物件数は多いですが、人気物件はすぐに決まります。
店舗専門の不動産会社
美容室や飲食店に強い不動産会社では、一般公開前の物件情報を持っていることがあります。
美容室専門の開業支援会社
美容室開業支援を行う会社は、居抜き情報や非公開案件を保有しているケースがあります。
内装業者から紹介してもらう
店舗内装会社は退店情報を把握していることが多く、優良な居抜き物件を紹介してもらえる場合があります。
居抜き物件が向いている人・向いていない人
向いている人
- 開業費用を抑えたい
- 融資額を減らしたい
- 一人美容室を開業したい
- 早くオープンしたい
- 資金繰りを重視したい
向いていない人
- 完全オリジナルデザインにこだわりたい
- 高級ブランドサロンを作りたい
- 大規模なレイアウト変更が必要
- コンセプトを細部まで追求したい
居抜き物件内覧チェックリスト
契約前に以下を確認しましょう。
□ 給排水設備に問題はないか
□ 電気容量は十分か
□ 空調設備は正常か
□ 給湯器は使用できるか
□ シャンプー台は再利用できるか
□ 保健所基準を満たしているか
□ 造作譲渡費は適正か
□ 家賃は予算内か
□ 商圏にターゲットがいるか
□ 競合状況は問題ないか
□ 駐車場やアクセスは良好か
□ レイアウト変更は必要か
よくある質問(FAQ)
Q. 美容室の居抜き物件はどれくらい安くなりますか?
物件によりますが、100万円〜500万円以上のコスト削減につながるケースがあります。

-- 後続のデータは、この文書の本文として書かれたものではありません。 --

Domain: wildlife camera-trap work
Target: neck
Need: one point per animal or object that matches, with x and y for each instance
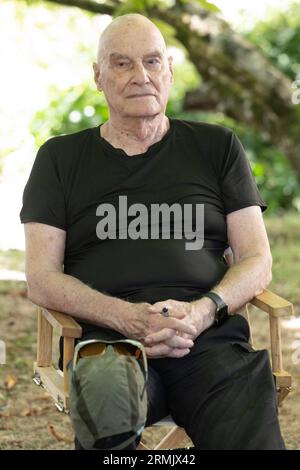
(135, 135)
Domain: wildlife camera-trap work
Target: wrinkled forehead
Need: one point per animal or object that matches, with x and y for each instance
(131, 40)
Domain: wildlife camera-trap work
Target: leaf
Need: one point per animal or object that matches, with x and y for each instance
(10, 381)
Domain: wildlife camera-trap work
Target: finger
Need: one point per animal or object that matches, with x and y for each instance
(152, 353)
(158, 350)
(175, 313)
(170, 338)
(160, 336)
(181, 326)
(177, 353)
(180, 343)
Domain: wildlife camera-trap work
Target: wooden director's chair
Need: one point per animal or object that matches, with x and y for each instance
(56, 381)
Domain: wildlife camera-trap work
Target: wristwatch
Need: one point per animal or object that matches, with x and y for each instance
(221, 313)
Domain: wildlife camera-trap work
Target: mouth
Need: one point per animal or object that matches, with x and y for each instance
(140, 96)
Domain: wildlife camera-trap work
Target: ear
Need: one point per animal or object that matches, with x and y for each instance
(97, 78)
(170, 61)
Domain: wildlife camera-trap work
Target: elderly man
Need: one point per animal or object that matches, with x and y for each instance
(201, 367)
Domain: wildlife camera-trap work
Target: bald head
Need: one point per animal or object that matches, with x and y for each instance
(132, 24)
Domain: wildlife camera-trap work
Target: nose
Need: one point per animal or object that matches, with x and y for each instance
(140, 75)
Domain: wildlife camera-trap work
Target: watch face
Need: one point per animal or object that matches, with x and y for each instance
(221, 315)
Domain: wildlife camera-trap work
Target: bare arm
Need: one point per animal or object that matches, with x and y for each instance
(49, 287)
(252, 269)
(248, 276)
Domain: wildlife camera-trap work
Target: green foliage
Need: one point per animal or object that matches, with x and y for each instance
(68, 112)
(278, 37)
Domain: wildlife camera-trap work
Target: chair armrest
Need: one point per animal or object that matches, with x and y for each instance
(65, 324)
(273, 304)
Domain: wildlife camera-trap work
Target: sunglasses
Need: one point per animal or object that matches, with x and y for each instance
(98, 349)
(95, 347)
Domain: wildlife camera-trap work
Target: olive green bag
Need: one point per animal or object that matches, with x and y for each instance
(108, 394)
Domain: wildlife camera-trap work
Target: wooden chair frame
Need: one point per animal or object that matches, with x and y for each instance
(56, 381)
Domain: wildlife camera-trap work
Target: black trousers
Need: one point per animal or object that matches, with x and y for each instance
(222, 393)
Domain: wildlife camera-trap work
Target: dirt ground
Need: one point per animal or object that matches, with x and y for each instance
(28, 418)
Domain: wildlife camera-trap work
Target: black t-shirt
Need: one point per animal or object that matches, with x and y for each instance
(194, 163)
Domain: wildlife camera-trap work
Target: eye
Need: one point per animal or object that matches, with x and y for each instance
(122, 64)
(153, 61)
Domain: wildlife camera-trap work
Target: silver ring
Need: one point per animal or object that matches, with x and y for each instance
(165, 312)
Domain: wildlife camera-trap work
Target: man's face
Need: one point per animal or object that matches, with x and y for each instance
(135, 73)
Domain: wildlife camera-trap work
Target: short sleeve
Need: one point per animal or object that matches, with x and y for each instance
(238, 185)
(43, 197)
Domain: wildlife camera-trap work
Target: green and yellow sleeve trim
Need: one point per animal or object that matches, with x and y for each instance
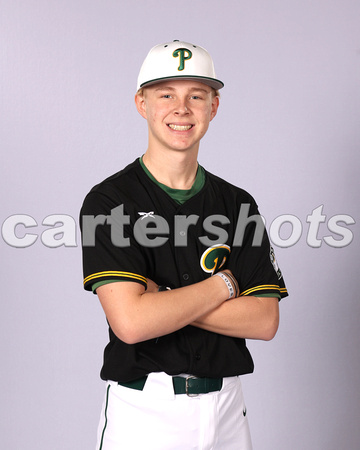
(114, 274)
(266, 287)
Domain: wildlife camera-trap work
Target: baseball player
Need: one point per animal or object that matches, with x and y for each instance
(184, 271)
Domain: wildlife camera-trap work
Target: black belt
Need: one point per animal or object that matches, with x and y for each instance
(191, 386)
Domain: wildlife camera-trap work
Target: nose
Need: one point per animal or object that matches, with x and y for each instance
(181, 107)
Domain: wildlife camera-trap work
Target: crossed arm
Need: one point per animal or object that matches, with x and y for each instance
(137, 315)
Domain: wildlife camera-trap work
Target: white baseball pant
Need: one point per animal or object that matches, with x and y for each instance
(157, 419)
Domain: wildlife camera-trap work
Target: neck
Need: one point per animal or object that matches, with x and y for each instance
(176, 170)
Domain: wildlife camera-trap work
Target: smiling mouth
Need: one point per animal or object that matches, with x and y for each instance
(179, 127)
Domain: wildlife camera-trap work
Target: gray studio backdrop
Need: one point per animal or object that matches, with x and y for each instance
(287, 131)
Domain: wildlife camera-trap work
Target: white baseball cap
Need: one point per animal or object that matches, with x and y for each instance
(175, 60)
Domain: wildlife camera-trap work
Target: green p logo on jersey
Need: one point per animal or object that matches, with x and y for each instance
(184, 54)
(214, 258)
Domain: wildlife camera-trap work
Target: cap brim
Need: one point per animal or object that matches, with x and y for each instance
(212, 82)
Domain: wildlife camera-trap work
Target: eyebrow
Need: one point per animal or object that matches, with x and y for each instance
(169, 88)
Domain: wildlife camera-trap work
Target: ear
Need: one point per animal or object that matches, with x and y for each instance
(141, 105)
(214, 107)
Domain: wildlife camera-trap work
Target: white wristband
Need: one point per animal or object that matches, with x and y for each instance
(227, 282)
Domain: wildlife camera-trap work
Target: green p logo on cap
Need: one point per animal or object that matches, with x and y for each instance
(184, 54)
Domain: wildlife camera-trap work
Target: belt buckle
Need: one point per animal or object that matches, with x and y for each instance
(187, 386)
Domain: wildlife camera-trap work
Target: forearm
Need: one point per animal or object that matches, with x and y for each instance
(136, 315)
(246, 317)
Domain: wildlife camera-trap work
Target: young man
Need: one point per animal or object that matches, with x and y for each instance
(184, 271)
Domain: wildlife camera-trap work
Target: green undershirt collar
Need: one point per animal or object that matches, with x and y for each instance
(179, 195)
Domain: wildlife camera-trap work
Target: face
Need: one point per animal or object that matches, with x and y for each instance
(178, 113)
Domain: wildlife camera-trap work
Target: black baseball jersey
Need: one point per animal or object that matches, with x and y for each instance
(133, 230)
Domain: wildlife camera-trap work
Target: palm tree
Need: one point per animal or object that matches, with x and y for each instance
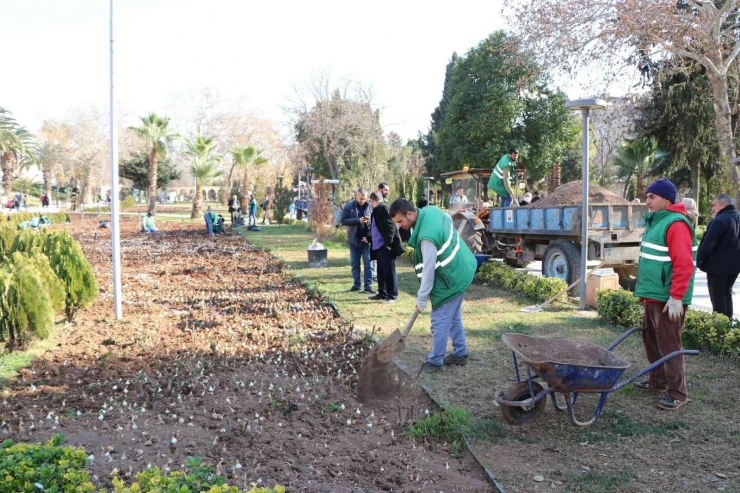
(158, 135)
(49, 157)
(246, 158)
(203, 167)
(638, 157)
(16, 147)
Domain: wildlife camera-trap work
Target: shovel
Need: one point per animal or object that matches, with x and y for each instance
(539, 308)
(379, 376)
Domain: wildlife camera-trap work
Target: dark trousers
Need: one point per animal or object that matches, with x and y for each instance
(720, 292)
(661, 338)
(387, 280)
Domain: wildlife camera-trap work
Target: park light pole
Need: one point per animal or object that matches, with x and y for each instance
(114, 194)
(584, 106)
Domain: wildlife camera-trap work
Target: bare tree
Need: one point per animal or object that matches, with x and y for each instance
(335, 122)
(575, 33)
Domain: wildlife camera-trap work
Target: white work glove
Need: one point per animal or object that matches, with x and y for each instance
(674, 308)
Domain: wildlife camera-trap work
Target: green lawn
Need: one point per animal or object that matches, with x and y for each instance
(633, 447)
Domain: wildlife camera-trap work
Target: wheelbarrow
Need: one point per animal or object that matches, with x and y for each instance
(568, 368)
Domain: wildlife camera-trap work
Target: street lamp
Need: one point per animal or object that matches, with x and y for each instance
(584, 106)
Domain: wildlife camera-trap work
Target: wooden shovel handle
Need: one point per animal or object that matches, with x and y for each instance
(410, 324)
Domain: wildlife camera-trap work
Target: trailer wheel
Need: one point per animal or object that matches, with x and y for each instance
(627, 277)
(521, 392)
(562, 259)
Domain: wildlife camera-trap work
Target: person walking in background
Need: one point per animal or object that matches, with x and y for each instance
(665, 284)
(267, 210)
(385, 246)
(356, 216)
(233, 208)
(459, 197)
(719, 253)
(502, 178)
(148, 223)
(210, 219)
(384, 190)
(252, 221)
(691, 211)
(445, 268)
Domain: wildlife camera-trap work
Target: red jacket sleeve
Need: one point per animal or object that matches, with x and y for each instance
(680, 244)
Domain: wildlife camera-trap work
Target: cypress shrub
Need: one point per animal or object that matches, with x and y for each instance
(21, 315)
(71, 266)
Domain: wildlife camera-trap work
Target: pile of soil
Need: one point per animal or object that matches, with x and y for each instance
(573, 353)
(572, 193)
(222, 355)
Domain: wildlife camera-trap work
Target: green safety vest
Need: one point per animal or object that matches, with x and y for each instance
(655, 269)
(456, 264)
(496, 183)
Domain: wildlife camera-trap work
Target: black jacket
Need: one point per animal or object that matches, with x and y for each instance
(719, 251)
(387, 228)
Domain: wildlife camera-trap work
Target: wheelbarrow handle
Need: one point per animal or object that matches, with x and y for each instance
(680, 352)
(410, 324)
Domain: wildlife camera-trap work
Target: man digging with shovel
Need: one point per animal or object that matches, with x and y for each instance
(445, 267)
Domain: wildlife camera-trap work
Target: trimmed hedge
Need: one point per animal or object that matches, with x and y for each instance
(702, 330)
(505, 277)
(51, 467)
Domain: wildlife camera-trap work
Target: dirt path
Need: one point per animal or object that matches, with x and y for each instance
(221, 355)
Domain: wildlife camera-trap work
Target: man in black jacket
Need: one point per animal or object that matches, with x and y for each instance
(719, 253)
(385, 246)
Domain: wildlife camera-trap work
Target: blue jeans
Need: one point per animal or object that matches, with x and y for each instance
(447, 323)
(355, 252)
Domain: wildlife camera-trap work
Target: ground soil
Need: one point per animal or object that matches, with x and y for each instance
(221, 355)
(571, 194)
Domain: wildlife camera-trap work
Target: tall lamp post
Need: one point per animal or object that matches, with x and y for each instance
(584, 106)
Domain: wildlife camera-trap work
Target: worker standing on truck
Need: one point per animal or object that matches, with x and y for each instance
(665, 284)
(445, 267)
(503, 177)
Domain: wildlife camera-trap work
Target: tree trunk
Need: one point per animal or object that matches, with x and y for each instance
(46, 172)
(6, 166)
(627, 187)
(245, 198)
(723, 124)
(695, 179)
(197, 201)
(152, 177)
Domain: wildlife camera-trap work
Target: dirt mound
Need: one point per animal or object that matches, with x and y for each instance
(571, 193)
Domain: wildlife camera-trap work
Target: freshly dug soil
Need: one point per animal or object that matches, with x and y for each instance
(571, 194)
(573, 353)
(221, 355)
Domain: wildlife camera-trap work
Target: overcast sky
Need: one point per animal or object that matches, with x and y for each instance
(249, 51)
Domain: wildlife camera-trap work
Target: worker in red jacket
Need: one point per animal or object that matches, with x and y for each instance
(665, 283)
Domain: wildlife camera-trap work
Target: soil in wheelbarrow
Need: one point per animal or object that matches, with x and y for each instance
(575, 353)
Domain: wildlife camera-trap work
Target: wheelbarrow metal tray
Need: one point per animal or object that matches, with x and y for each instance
(568, 366)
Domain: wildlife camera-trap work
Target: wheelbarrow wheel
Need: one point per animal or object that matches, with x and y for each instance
(521, 392)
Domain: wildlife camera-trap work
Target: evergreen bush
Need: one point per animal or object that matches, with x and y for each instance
(702, 330)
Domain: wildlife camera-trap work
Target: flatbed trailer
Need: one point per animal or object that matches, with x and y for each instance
(521, 235)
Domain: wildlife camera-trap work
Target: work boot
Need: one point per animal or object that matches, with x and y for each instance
(670, 404)
(456, 360)
(430, 368)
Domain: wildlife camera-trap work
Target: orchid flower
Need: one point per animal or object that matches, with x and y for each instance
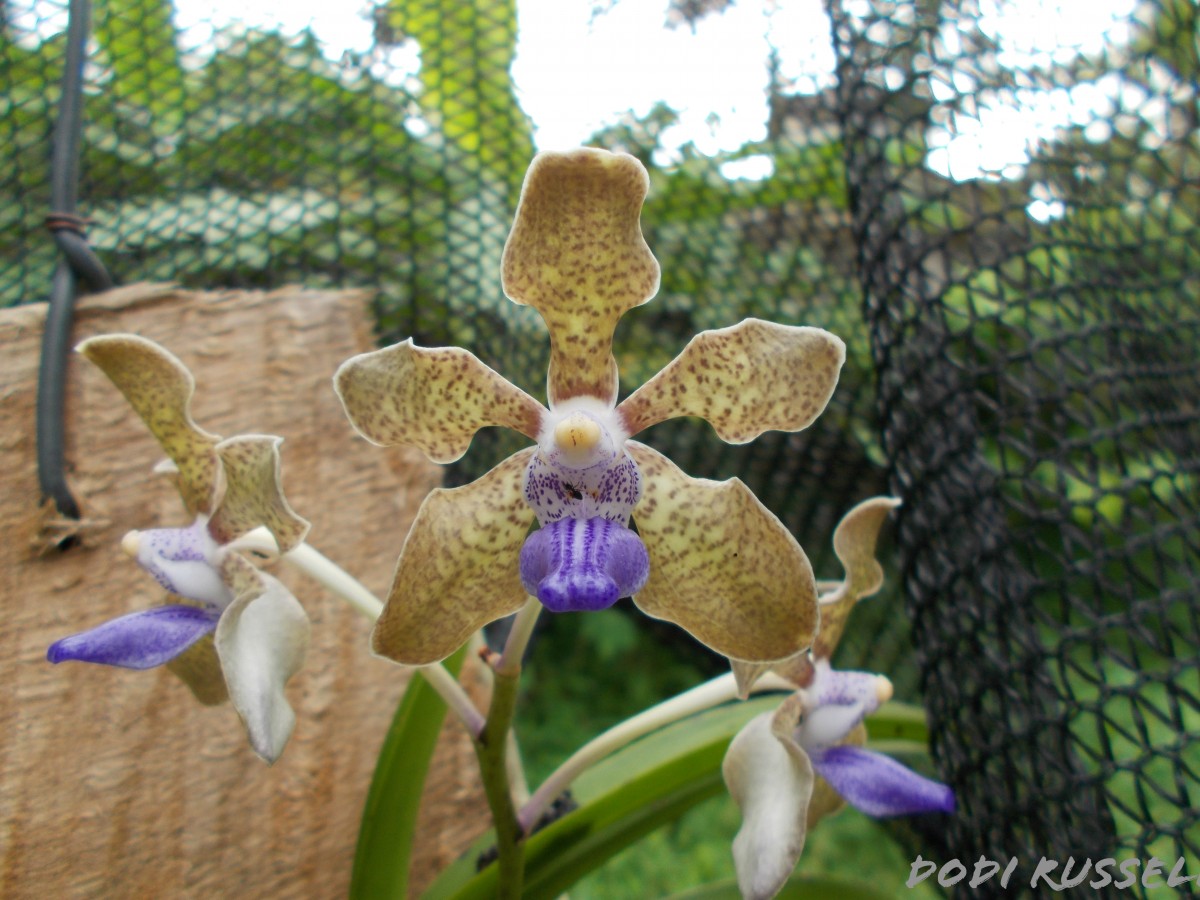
(707, 556)
(231, 630)
(790, 768)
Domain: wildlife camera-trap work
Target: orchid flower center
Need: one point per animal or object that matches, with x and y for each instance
(184, 561)
(582, 486)
(837, 702)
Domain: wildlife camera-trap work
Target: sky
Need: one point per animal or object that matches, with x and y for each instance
(577, 70)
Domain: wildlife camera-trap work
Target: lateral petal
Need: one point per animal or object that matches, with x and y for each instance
(771, 779)
(433, 399)
(853, 541)
(879, 785)
(139, 640)
(721, 565)
(577, 256)
(459, 567)
(253, 493)
(745, 379)
(199, 669)
(160, 389)
(262, 640)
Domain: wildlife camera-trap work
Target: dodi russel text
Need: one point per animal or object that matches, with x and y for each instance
(1121, 874)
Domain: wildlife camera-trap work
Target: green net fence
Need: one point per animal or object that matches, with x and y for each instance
(995, 203)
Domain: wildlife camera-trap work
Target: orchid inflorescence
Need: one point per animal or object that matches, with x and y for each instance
(706, 556)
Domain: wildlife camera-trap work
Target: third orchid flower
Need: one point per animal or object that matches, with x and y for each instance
(707, 556)
(228, 630)
(789, 768)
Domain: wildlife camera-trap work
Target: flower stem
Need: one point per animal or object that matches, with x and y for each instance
(455, 697)
(701, 697)
(341, 583)
(334, 579)
(519, 636)
(491, 748)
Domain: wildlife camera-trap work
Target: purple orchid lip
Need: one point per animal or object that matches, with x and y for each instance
(879, 785)
(141, 640)
(583, 564)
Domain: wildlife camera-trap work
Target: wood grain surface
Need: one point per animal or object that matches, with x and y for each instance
(117, 784)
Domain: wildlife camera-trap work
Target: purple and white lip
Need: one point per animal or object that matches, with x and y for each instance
(185, 561)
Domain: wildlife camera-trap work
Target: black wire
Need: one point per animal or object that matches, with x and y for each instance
(78, 262)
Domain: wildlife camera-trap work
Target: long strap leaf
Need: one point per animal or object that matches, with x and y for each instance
(389, 816)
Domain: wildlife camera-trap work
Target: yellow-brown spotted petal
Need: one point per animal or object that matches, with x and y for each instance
(433, 399)
(577, 256)
(459, 567)
(745, 379)
(721, 565)
(160, 389)
(853, 541)
(253, 493)
(199, 669)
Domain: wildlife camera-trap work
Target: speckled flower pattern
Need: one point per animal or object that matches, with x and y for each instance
(707, 556)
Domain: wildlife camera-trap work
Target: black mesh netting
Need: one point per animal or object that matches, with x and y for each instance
(1023, 329)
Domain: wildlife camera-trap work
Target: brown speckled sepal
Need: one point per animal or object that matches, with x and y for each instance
(853, 541)
(577, 256)
(459, 568)
(253, 493)
(432, 399)
(160, 389)
(745, 379)
(723, 565)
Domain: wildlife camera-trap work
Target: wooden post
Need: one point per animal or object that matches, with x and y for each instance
(117, 783)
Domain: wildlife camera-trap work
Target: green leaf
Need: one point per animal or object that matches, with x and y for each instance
(639, 789)
(633, 792)
(389, 816)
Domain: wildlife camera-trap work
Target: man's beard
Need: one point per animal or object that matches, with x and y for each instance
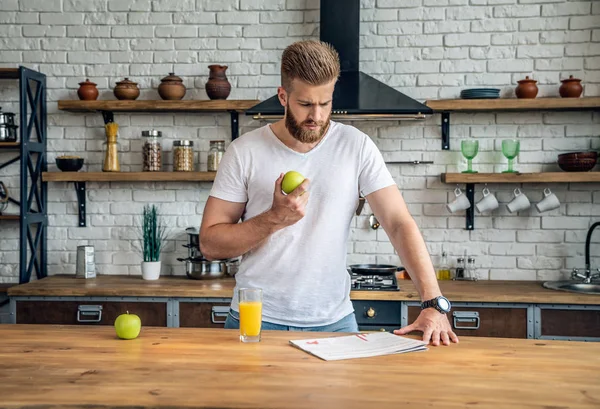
(305, 135)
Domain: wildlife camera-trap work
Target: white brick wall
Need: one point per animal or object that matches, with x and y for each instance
(425, 48)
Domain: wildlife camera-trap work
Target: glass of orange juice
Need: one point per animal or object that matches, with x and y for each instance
(250, 303)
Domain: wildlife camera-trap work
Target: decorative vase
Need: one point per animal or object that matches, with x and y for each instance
(87, 91)
(151, 270)
(126, 90)
(570, 88)
(217, 86)
(527, 88)
(171, 87)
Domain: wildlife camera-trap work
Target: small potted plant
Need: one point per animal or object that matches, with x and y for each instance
(153, 238)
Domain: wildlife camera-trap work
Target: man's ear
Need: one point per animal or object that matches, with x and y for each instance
(282, 95)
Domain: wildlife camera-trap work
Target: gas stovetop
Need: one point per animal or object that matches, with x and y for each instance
(361, 282)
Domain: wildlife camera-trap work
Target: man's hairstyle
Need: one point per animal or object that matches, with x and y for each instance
(314, 62)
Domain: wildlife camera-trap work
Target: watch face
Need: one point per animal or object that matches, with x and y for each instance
(444, 304)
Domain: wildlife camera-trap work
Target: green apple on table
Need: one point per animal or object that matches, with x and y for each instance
(291, 180)
(128, 326)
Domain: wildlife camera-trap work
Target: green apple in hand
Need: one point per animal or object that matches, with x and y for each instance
(291, 180)
(128, 326)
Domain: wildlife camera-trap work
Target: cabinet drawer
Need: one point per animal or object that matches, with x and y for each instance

前テナントが美容室の場合は特に効果が大きくなります。
Q. 居抜き物件なら融資は通りやすくなりますか?
直接的に審査が有利になるわけではありません。
しかし必要借入額が減るため、資金計画が安定しやすくなります。
Q. スケルトン物件とどちらがおすすめですか?
費用を抑えたいなら居抜き物件がおすすめです。
一方でデザインやブランド構築を重視する場合はスケルトン物件も有力な選択肢です。
Q. 前テナントが美容室以外でも大丈夫ですか?
可能ですが、美容室設備がない場合は工事費削減効果が小さくなります。
美容室開業でコスト削減を重視するなら、美容室居抜き物件を優先的に探すことをおすすめします。
まとめ
美容室の居抜き物件は、開業費用を抑えながらスピーディーに開業できる非常に魅力的な選択肢です。
特に、
- 一人美容室
- 小規模サロン
- 低コスト開業
- 融資額を抑えたい方
にとっては大きなメリットがあります。
一方で、
- 設備の老朽化
- 造作譲渡費
- レイアウト制限
- 保健所対応
など注意点も存在します。
重要なのは「居抜きだから安い」と判断するのではなく、総額でいくらかかるのかを見極めることです。
契約前には必ず設備状態を確認し、必要に応じて内装業者や店舗専門家へ相談しましょう。
開業費用だけでなく、開業後の経営まで見据えた物件選びが成功への近道です。